Non riesci a fare l'amore con la tua compagna? Il mercato ti fornisce il Viagra. Sei troppo stressato? Il mercato ti fornisce la TV per distrarti, villaggi vacanze, palestre, piscine, musica. Sei in litigio con qualcuno? Il mercato è pieno di avvocati! Non hai tempo nè voglia nè energia per intrattenere e coltivare le tue relazioni sociali?

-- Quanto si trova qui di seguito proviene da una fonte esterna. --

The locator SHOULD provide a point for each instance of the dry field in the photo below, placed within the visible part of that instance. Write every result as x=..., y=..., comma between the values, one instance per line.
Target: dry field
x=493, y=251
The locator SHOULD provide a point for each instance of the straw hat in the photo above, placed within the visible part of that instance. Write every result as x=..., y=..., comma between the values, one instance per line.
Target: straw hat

Il mercato ti fornisce i social network, gli I-phones, gli Smartphones e tutto ciò di cui hai bisogno

Quindi tu lavori perchè ne hai bisogno?! O forse ne hai bisogno perchè lavori?

L'importante è che tu lavori per tenere in piedi tutto questo complesso sistema: se si lavorasse di meno, si prendesse in mano di nuovo l'agricoltura, si gestisse l'economia delle aggregazioni sociali in maniera più collettiva riducendo la dimensione spaziale, si avrebbe da mangiare, si avrebbe il tempo e l'energia per stare vicino ai propri figli, per curare le proprie relazioni sociali, si starebbe meglio fisicamente e mentalmente, senza quindi avere bisogno di farmaci, si litigherebbe di meno, non avendo più bisogno di avvocati.

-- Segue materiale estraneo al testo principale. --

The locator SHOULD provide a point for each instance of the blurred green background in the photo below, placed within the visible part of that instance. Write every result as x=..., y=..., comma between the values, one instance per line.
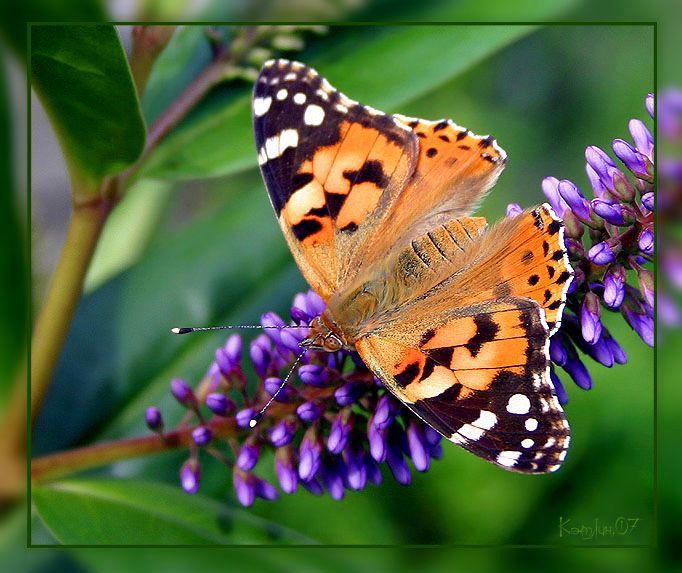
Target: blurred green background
x=182, y=247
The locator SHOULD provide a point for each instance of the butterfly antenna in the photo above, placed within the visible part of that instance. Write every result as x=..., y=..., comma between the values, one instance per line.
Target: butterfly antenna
x=257, y=417
x=186, y=329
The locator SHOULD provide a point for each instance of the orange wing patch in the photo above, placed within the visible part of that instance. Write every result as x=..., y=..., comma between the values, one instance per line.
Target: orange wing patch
x=482, y=381
x=539, y=268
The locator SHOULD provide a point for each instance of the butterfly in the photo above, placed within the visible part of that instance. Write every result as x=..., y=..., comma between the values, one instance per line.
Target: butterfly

Noi ci sbattiamo per tenere in piedi un sistema che diamo per scontato, che vediamo come frutto di un processo evolutivo, che pensiamo sia necessario e che ci fa essere profondamente infelici, e non serve a niente, e ci allontana dai nostri bisogni primari e dal loro soddisfacimento, che viene mediato da una quantità tale di intermediari da renderlo inutile e alienante. 

Un altro sistema sociale è possibile e sempre più necessario.